Urban Collectivisation and Workers’ Self-Management
With regards to industrial and urban areas, workplaces were taken over and run by committees. There were no more bosses taking big wages and so this money could be ploughed straight back into the businesses and be distributed among the workers themselves. Working hours and wages were standardised in the factories. Many people, especially in the war industries, worked longer hours for the cause, making ammunition, converting vehicles into tanks or clothing for the militias fighting the fascists at the front. Shops, such as bakers, opticians and barbers were collectivised and although some shops were closed to make way for other more efficient ones everybody remained employed. Transport such as trams, buses and taxis were nationalised and ran, according to eye-witness accounts, much more efficiently than before. Health services were nationalised, with The Health Workers’ Union attracting 8,000 new members by November 1936, only three months after it was founded (p. 99). The Unions (specifically the CNT-FAI) played a very important part in holding the industrial areas together and forming the basis for collectivisation of industry.
onclusion
The authors acknowledge that the social revolution was not perfect. A lot of the organisation was done by trial and error with many group meetings to start with until things started to run smoothly. With regards to justice, there were systems implemented where the village or workplace committees would reprimand a first time offender and then would be referred to the village as a whole if the breaking of commune rules continued. Those involved in the social revolution were also aware that there may come the time when the communes needed defending and militias would need to be hastily arranged.
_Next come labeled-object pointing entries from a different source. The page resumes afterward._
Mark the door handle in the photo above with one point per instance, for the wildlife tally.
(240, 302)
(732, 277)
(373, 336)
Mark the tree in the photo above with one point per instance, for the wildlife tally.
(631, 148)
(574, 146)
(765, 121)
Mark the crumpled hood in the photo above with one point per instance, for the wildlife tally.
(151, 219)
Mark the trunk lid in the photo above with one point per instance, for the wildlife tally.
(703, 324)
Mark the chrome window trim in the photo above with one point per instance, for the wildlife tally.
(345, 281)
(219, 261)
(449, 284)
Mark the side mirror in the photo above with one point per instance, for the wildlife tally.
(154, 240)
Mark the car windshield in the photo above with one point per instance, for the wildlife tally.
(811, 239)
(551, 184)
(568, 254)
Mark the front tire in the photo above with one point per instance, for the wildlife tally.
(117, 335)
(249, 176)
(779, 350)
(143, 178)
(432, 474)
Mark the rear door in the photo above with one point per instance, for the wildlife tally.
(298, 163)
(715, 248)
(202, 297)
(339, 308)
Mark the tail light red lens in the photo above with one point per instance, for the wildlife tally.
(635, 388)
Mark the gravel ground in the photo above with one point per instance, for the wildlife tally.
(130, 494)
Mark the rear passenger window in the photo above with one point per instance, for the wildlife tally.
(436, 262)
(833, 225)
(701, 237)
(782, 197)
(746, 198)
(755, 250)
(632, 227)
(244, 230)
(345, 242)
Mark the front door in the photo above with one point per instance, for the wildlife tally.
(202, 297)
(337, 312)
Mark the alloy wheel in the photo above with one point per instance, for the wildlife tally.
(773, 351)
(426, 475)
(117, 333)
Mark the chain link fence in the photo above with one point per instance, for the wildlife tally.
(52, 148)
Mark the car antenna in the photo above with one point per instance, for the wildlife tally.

These would be non-hierarchical and include men and women. Most of the social revolution work was conducted by women and older people, as the young, strong men were defending against the fascists at the front. Leval lists, the objectives and how well they were met, or not and despite the obstacles, Leval writes: “the revolution developed in extremely complicated circumstances. Attacks from within and without had to be fought off. It took fantastic efforts to put anarchist principles into practice. But in many places it was done. The organisers found out how to get round everything.” (p. 170).
Inspired and helped by the CNT-FAI, with a bit of creative thinking, and the freedom to do it, the social revolution in Spain flourished, until it was betrayed from within by the Left and beaten by Franco’s troops. However, this book demonstrates that it is possible to build a new world even under the most extreme circumstances. It is the book I always wanted to read about the Spanish Civil War and to be inspired by.